Members of Iran’s elite accused of hypocrisy over children’s lives in west | Iran

Members of Iran’s ruling elite have been accused of brazen hypocrisy for allegedly using state wealth to fund the lives of their adult children in the west, while presiding over growing economic misery and oppression at home.
Opposition campaigners have leveled accusations against some of the clerical regime’s most powerful figures as the possibility of a military conflict with the US grows increasingly likely. Donald Trump has deployed a large navy to the Middle East and confirmed he is considering an attack.
Those singled out for criticism include Iran’s top national security adviser, Ali Larijani, who has long been one of the Islamic Republic’s most vocal critics of western values but has a daughter living in the United States and two nephews in Britain and Canada.
Larijani, former parliament speaker and senior Revolutionary Guard member, Played a key role in the deadly crackdown Against the opposition protests that gripped the country in January. Iran’s religious leader Ali Khamenei has reportedly tasked him with coordinating preparations for a possible war with the United States.
Anger too aghzadelerAs the sons of the elite are known, a serious incident occurred after the suppression of the protests resulted in a death toll reported by some sources to be in the tens of thousands.
“People are upset about this aghzadeler “We get dollar scholarships to go west (to the United States, elsewhere in Europe) and study essentially on the state’s dime,” he said. Alex VatankaHe is the Iran program director at the Middle East Institute in Washington.
Washington after protests swore “Revocation of the privilege of Iranian senior officials and their family members to be in the United States,” according to a social media post. However, it is not yet known how these measures will be implemented.
An Islamic Revolutionary Guard Corps (IRGC) commander, who criticized the practice, said it was estimated that 4,000 children and relatives of regime officials would be living in western countries by 2024.
Kambiz GhafouriThe Helsinki-based Iranian writer and human rights activist said: “They turned Iran into hell for Iranian citizens and sent their children west to live happily. If there was a referendum on whether people wanted Iranian officials to send their children back to Iran, I think more than 90 percent would say yes.”
Larijani’s daughter, Fatemeh Ardeshir Laricani, was until last month an assistant professor at Emory University medical school in Atlanta. He said he quit his job after an online petition He called for his deportation..

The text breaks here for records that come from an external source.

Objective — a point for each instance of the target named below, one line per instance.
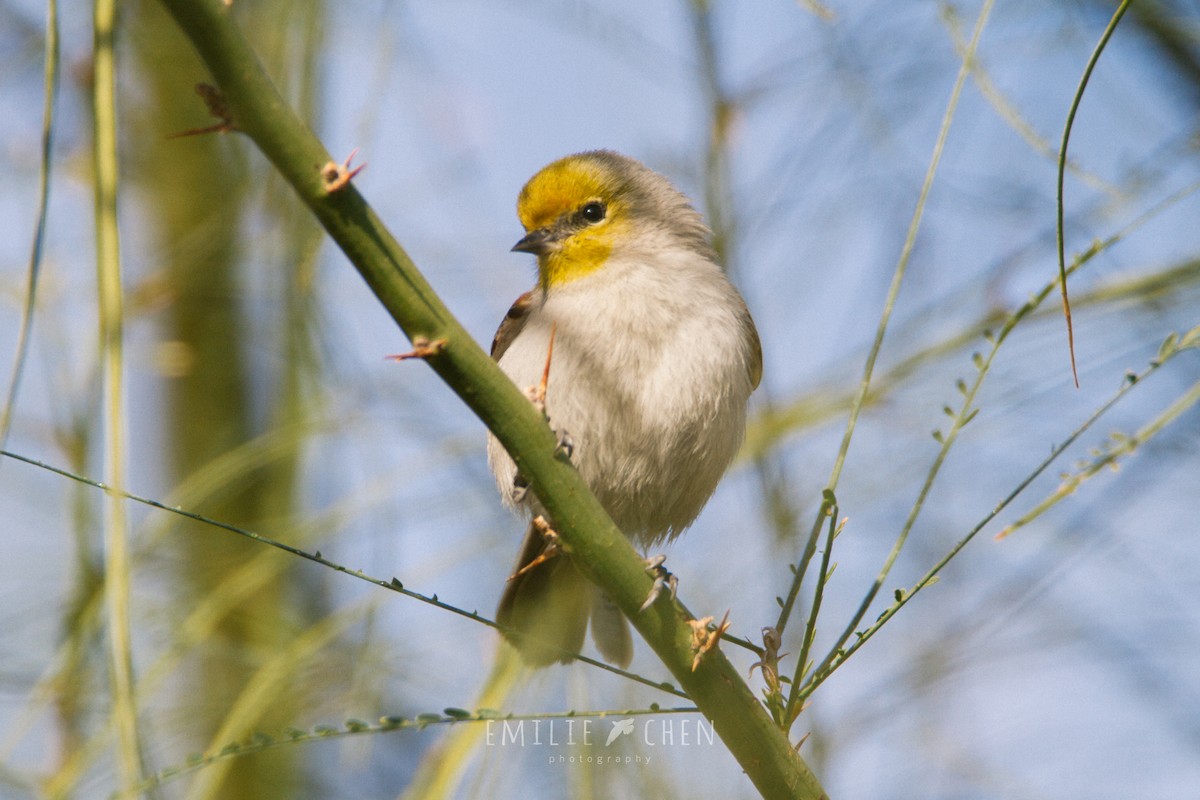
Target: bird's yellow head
(581, 210)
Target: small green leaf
(1168, 347)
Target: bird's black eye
(593, 212)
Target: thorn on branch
(339, 176)
(215, 102)
(702, 639)
(423, 348)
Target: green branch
(593, 541)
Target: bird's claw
(564, 445)
(663, 579)
(520, 487)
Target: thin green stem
(391, 584)
(108, 277)
(840, 656)
(1062, 170)
(810, 629)
(51, 89)
(886, 317)
(389, 725)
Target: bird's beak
(539, 241)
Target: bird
(655, 356)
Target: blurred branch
(450, 716)
(49, 90)
(108, 280)
(1171, 347)
(594, 542)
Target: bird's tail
(546, 608)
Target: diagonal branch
(595, 543)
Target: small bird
(654, 359)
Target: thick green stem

Larijani’s brother, Mohammed Javad Larijani, who is also an advisor to Khamenei and the former head of the country’s human rights council, has a son named Hadi. Professor at Glasgow Caledonian University’s technology center by in england Regime Exitan opposition site. Hadi’s brother, Sina, is a manager at the Royal Bank of Canada in Vancouver.
Former Iranian president Hassan Rouhani’s niece, Maryam Fereydoun — the daughter of Rouhani’s brother and former deputy Hossein Fereydoun — works for Deutsche Bank in London and “oversees financial flows from the Middle East,” according to Regime Out, which called on the bank to fire her.
Another US-based representative of the regime is Eissa Hashemi, an associate professor at the Chicago School in Los Angeles. He is the son of Masoumeh Ebtekar, a former MP who deserves the nickname. “Mary is screaming” As a spokesman for radical students who held 52 diplomats hostage at the US embassy in Tehran for 444 days at the height of the 1979 revolution.
Habibullah Bitaraf, the former energy minister and another leader of the embassy siege that triggered the rupture between Washington and Tehran, has a daughter who lives in the United States.
Mehdi Zarif’s father, Mohammed Javad Zarif, who also lives in the United States, was Iran’s foreign minister during the negotiations that led to the 2015 nuclear deal, which was later canceled by Trump.
A. petition He accuses Mehdi Zarif of “living a luxurious life in the USA”. “By 2021, he was living in a $16,000,000 house in Manhattan,” he notes.
Ilyas GalibafThe eldest son of Mohammad-Baqer Ghalibaf, a former Revolutionary Guard commander, presidential candidate and onetime mayor of Tehran, lives in Australia and was the target of a similar petition.
Vatanka said the adult children’s western lifestyles are completely at odds with the values their parents preach.
“The essence of the matter is hypocrisy.” he said. “You have an Islamist polity that has been preaching all kinds of behavior for 47 years, and we are seeing one after another of the children or grandchildren of the elite living a very different life from what their politically connected families in Iran preach.”
Vatanka said Western countries may be reluctant to deport the regime’s well-connected sons and daughters who they view as potential intelligence assets.
“There’s always an intelligence value, whether you’re the CIA, MI6 or whoever,” he said. “Some of these connections may bring snippets of information that might be useful. They become messengers.
“There is basically no policy on how to deal with the children of regime elites. The West generally does not want to get involved in collective punishment or punishing someone just because of their origins.”